Береженого бог бережет, и мистер Ванделуп решил покинуть страну. Со своей обычной предусмотрительностью он догадался, что доктор Голлипек впутается в это дело, поэтому забрал свои деньги отовсюду, куда их вложил, и боˊльшую часть отослал в Америку, в Нью-Йоркский банк, оставив только определенную сумму на дорогу. Француз собирался покинуть Мельбурн на следующее утро, сесть на экспресс до Сиднея и перехватить пароход, идущий в Сан-Франциско через Новую Зеландию и Гонолулу. Как только он окажется в Америке, он будет в безопасности, а поскольку теперь у него имелась куча денег, он сможет жить там в свое удовольствие!

Ванделуп отказался от идеи жениться на Мадам Мидас, потому что не осмеливался остаться в Австралии. Но, с другой стороны, в Штатах полно богатых наследниц, с одной из которых он сможет сочетаться браком, если того пожелает, поэтому – бросить Мадам? Невелика важность. К тому же тогда он избавится от Пьера Лемара: как только между ними проляжет океан, Гастон позаботится о том, чтобы они никогда больше не встречались.

В общем, мистер Ванделуп со свойственными ему проворством и хладнокровием принял все предосторожности для обеспечения собственной безопасности. Но, несмотря на то, что через двенадцать часов ему уже предстояло быть на пути в Сидней по дороге к Штатам, он чувствовал легкое беспокойство – ведь, как сам он часто говаривал: «Всегда возможны неожиданности».

Примерно в восемь часов вечера Гастон занимался тем, что укладывал вещи, готовясь уехать на следующее утро. Он передавал свои апартаменты Беллторпу, поскольку этот юный джентльмен в последнее время получил кое-какие деньги и был недоволен жизнью под родительским кровом, где его держали в излишней строгости.

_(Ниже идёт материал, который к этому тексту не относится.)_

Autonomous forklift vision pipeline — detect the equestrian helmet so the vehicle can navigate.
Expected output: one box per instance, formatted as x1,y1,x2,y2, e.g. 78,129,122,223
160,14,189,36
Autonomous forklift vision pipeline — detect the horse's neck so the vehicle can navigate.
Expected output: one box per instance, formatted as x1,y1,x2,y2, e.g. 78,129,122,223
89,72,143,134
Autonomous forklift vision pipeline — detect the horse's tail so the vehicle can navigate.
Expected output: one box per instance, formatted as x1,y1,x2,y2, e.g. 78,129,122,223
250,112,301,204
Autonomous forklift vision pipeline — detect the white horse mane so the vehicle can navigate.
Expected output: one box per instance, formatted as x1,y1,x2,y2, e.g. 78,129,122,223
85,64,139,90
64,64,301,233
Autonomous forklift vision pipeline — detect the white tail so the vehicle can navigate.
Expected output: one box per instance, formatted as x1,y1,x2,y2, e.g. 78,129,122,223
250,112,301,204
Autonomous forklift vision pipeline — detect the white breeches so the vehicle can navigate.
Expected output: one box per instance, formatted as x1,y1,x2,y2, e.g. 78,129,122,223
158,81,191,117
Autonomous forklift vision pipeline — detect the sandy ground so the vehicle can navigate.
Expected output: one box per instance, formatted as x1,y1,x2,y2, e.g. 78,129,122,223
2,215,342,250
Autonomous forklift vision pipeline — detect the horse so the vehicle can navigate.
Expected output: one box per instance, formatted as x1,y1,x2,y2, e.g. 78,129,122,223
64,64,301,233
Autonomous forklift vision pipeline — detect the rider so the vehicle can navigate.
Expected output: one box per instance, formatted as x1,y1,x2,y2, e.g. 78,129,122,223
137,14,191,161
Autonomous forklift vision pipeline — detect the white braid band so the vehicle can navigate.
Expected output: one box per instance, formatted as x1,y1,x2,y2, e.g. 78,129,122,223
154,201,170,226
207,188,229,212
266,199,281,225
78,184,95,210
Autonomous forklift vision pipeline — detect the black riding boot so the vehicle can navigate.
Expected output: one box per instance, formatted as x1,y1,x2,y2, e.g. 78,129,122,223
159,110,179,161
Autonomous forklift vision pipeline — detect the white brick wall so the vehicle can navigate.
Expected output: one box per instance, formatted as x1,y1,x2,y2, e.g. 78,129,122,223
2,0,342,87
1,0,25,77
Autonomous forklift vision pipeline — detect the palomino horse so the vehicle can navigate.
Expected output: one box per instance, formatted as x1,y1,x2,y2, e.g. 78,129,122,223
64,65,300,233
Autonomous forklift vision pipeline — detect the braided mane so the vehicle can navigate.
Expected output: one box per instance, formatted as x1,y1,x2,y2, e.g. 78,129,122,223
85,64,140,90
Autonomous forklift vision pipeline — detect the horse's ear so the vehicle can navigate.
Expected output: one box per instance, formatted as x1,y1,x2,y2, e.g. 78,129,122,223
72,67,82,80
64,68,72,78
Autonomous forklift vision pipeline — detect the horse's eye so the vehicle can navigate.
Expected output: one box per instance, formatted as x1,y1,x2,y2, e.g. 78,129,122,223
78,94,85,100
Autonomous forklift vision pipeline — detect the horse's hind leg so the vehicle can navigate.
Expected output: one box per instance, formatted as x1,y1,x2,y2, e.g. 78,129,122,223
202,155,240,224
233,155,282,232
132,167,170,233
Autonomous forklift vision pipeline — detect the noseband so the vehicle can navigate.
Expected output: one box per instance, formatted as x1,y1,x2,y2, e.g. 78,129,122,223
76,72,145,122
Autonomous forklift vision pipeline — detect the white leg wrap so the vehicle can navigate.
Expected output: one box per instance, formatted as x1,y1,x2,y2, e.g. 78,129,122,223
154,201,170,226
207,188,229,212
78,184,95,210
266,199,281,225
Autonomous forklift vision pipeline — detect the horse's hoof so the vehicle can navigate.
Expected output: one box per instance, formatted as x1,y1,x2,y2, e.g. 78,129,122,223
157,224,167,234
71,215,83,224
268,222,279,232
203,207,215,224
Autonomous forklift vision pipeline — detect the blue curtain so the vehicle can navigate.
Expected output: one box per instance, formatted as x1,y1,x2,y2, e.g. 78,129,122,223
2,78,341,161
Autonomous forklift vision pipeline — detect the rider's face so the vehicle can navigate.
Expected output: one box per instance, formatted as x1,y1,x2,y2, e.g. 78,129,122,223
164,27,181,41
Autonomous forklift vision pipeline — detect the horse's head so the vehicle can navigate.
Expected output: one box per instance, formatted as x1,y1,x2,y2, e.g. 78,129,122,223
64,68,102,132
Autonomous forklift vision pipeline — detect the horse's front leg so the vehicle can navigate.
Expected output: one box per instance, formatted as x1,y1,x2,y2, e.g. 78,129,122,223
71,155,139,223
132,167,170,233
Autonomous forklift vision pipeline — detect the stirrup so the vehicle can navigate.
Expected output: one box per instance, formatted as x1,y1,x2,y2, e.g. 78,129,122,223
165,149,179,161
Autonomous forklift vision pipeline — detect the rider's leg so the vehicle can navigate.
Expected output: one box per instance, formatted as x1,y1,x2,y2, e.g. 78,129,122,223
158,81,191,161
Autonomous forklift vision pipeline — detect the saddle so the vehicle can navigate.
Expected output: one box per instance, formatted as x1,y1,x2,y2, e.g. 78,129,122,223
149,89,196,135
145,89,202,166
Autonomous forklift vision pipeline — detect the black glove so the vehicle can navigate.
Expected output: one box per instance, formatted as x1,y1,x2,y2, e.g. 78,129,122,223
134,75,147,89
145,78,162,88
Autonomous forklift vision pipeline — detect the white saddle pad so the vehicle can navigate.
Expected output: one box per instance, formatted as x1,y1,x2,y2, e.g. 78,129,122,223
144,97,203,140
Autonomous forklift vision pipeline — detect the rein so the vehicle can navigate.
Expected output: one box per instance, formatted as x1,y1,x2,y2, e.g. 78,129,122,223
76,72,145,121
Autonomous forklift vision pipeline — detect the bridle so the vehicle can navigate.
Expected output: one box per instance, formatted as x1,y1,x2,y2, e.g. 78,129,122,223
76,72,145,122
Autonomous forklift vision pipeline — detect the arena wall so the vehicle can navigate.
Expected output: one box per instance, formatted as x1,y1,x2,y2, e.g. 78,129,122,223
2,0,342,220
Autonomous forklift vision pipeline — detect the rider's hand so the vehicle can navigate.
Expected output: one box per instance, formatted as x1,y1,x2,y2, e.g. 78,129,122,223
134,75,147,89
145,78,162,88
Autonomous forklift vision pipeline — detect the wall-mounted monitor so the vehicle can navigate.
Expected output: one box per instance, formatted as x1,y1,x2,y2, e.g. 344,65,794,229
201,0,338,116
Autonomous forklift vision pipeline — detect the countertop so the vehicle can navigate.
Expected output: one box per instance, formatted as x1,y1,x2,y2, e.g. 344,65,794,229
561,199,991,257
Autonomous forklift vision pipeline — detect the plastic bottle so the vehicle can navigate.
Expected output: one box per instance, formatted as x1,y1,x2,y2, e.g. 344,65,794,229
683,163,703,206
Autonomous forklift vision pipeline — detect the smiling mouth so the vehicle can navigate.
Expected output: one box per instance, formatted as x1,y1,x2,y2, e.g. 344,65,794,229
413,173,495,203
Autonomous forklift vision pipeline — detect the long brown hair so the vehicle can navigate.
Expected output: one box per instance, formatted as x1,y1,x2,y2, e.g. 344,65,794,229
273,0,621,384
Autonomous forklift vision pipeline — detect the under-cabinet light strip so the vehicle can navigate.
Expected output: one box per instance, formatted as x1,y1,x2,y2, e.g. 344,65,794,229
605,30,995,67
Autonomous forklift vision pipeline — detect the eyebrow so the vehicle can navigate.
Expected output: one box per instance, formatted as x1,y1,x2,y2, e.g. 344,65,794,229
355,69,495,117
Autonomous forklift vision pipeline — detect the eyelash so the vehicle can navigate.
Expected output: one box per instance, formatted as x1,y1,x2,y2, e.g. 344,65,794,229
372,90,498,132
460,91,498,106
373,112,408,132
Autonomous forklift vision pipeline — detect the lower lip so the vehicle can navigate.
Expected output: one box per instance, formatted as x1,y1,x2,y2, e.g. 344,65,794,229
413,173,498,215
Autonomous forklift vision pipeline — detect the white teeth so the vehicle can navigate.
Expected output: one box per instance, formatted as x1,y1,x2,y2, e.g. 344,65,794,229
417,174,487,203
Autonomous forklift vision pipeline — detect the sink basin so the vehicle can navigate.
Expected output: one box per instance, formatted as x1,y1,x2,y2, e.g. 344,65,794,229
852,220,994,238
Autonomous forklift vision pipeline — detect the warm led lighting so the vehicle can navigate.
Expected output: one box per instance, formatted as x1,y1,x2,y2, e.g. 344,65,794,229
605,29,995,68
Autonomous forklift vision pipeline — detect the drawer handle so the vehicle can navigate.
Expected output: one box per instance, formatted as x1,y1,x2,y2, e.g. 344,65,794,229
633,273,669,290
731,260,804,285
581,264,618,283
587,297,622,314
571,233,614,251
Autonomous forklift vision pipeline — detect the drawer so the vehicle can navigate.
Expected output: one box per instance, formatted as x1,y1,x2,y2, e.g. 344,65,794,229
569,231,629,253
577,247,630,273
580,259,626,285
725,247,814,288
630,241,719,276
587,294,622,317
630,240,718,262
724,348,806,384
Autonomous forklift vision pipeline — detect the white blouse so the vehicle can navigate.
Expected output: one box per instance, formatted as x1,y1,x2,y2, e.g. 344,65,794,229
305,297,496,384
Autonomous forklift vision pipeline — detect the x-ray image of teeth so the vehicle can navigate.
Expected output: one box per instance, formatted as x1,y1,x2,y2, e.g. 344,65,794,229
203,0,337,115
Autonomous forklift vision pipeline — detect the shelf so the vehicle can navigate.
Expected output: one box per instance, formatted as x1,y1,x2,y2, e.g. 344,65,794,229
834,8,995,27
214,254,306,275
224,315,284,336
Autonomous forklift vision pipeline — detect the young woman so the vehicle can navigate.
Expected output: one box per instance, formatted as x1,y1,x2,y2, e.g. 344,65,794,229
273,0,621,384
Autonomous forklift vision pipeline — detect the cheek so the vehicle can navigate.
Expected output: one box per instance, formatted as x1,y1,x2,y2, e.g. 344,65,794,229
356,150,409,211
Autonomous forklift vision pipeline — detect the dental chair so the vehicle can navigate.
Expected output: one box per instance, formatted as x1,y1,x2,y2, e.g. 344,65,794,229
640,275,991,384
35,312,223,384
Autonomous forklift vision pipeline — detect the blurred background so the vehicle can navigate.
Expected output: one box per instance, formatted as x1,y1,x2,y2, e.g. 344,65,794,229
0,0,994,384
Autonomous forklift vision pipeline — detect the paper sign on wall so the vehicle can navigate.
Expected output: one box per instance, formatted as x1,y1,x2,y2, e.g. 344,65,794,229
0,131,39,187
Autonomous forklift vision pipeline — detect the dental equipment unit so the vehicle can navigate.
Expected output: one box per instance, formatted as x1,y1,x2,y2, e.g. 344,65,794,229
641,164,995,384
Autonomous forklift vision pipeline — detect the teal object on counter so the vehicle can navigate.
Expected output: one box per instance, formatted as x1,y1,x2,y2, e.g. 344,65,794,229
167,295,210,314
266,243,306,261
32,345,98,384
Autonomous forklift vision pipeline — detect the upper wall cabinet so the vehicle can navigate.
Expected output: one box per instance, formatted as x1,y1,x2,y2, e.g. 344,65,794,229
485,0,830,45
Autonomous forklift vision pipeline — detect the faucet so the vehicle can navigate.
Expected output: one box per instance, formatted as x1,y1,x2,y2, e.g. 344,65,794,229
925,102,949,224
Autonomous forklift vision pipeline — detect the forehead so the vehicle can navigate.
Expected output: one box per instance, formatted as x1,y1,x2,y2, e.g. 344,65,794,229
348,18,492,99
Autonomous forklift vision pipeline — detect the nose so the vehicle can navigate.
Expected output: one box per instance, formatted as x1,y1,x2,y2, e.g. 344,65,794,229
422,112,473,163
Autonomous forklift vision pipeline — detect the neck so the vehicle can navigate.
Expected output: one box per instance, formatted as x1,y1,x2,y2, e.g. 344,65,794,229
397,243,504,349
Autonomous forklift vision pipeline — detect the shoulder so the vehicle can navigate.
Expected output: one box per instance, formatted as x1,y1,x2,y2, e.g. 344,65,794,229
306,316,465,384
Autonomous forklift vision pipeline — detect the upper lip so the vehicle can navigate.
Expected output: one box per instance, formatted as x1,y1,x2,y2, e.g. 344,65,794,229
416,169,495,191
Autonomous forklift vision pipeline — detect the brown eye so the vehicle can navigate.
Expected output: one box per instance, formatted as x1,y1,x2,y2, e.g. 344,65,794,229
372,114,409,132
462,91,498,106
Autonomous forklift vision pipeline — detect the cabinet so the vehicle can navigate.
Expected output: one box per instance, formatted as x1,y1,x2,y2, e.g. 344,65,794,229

Сидя в рубашке с длинными рукавами посреди хаоса из предметов одежды, чемоданов и коробок, Ванделуп с опытностью завзятого путешественника как можно проворней и аккуратней упаковывал вещи. Француз хотел покончить с этим делом до десяти и сходить показаться в клубе, чтобы устранить любые подозрения в своем скором отъезде. Он не собирался рассылать прощальных открыток, поскольку был скромным молодым человеком и хотел ускользнуть из страны незаметно. Кроме того, малейший намек на его предстоящий отъезд наверняка насторожил бы доктора Голлипека, и тогда не миновать беды… Вот почему Гастон считал лучшей тактикой осмотрительность.

Газовые лампы ярко освещали комнату, в которой царил беспорядок, а в центре беспорядка восседал мистер Ванделуп, как Марий[70] на развалинах Карфагена.

Он был полностью поглощен своим занятием, когда в дверь позвонили, и вскоре вошла квартирная хозяйка Гастона с визитной карточкой в руке.

– Этот джентльмен хочет вас видеть, сэр, – сказала она, протягивая визитку.

– Меня нет дома, – холодно ответил Ванделуп, вынув изо рта сигарету, которую курил. – Сегодня вечером я ни с кем не могу встречаться.

– Он говорит, что вы захотите увидеться с ним, сэр, – ответила женщина, стоя у порога.

– Какого черта, – тревожно пробормотал француз. – Интересно, как зовут этого упрямого джентльмена?